10:10 a.m., Oct. 17, 2002

I feel so down. I hardly get any sleep lately. mike and I feel tense more than usual. His work is not going as wel as he hoped to, and he's easily frustrated those days. And me, well, lets just say that this whole sleep arrangement is not working out. He wakes up in the middle of the night, and then it's like no no, I can't sleep anymore, I must go in another room. Which wouldn't be a big deal if he just quietly slipped out and that's that. But the dog must go with him, and since we installed wooden floors, the dog's claws (long ones, at that) make this horrible clanking noise which is absolutely impossible to avoid. As soon as dog starts clanking - there goes my sleep! and to fall back asleep after you've been woken up from the deep sleep is really hard, takes me hours.

Here's something I have to vent about - at least to my diary. I do not like his dog. I know it sounds horrible, and I realize the dog has been there way before me, and I know he loves it deeply, just like I love our kitty... but I cannot deny my feelings. Not that I could tell that to Mike, of course not - it's like saying hey I hate your child :) I understand that. But here's what annoys me. Number one, I have never lived around dogs - when I was a child we had a cat for a pet, so I never had a dog. I find dogs extremely annoying. Waffles is a beagle, which everyone always says oooooh how cuuute. Yes, her floppy ears are cute. Her IQ though is amazingly low. There are smart dogs, and there are dumb dog - she's definetely in a dumb category. She's a hound dog, which means her main perception is through sound and smell - so she's a loud barking dog, and every time she hears something she barks. Sometiems for quite a while. Every time we go out, when we come back she barks non-stop (I guess out of excitement), and demands immediate attention. Which is not so bad, actually, it's that other barking, for no reasons, that annoys the hell out of me. She is terrible about food - every time she sees someone eating she sits there, expecting you to give her something. sometiems I feel bad for her, she looks real sad too - but Mike said she's too old to digest people food, so she's really not allowed any. She's insane about her own food - if the cat is anywhere near the vicinity of her bowl, she runs towards it, and lays there "protecting" it. Cat couldn't care less for her food, and mostly goes places because she wants to. Her scratching post is on the wall across the dog bowl, so she often goes there, and the dog takes it as if the cat is about to eat her food, starts running (making clanking sounds), barking, and being a jerk. Sometiems it even tries to chase the cat out. She always tries to eat out of garbage can, and no matter how many times you tell her "no", she still attemps to knock it down. In the middle of the night, sometimes she starts just walking around the room, which again throws my sleep out of whack. When we went camping last summer, she did not let us sleep at all. We're laying in the tent, and she hears some branch cracking, and barks, and barks, and barks. We havent slept for 3 nights in a row, not more than couple hours.

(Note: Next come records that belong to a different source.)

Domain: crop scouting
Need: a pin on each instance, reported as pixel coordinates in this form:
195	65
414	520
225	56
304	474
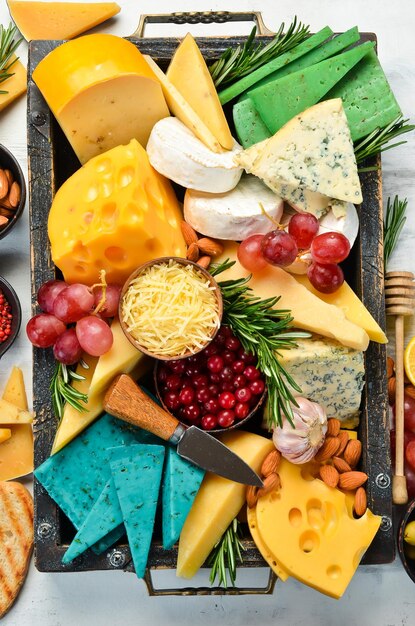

I realize I'm being petty, but I do not get what's so enjoyable about having a dog. It is demanding (must walk her twise a day), it is stupid, loud, and obnoxious. It wouldn't crawl on your lap and purr and show affection - like a cat. It just lays there and sleeps when it's quiet, or it barks and growls when it feels her food is being threatened. She demands to be petted when you come home, but after she gets her pet, she just leaves and lays on the pillow. That's all.

Anyway, I realized that I'm being cranky lately because there's nothing to look forward to. Like, yes, I will graduate in the spring, but that's still a while, then my brother's wedding is in the summer which is cool too, but also far away. And for now, I see a long winter in front of me, without any real incentive to look forward to anything.

I just pray Mike's work gets better. I like it when he's happy, and the only way he can be happy is if his work is going well.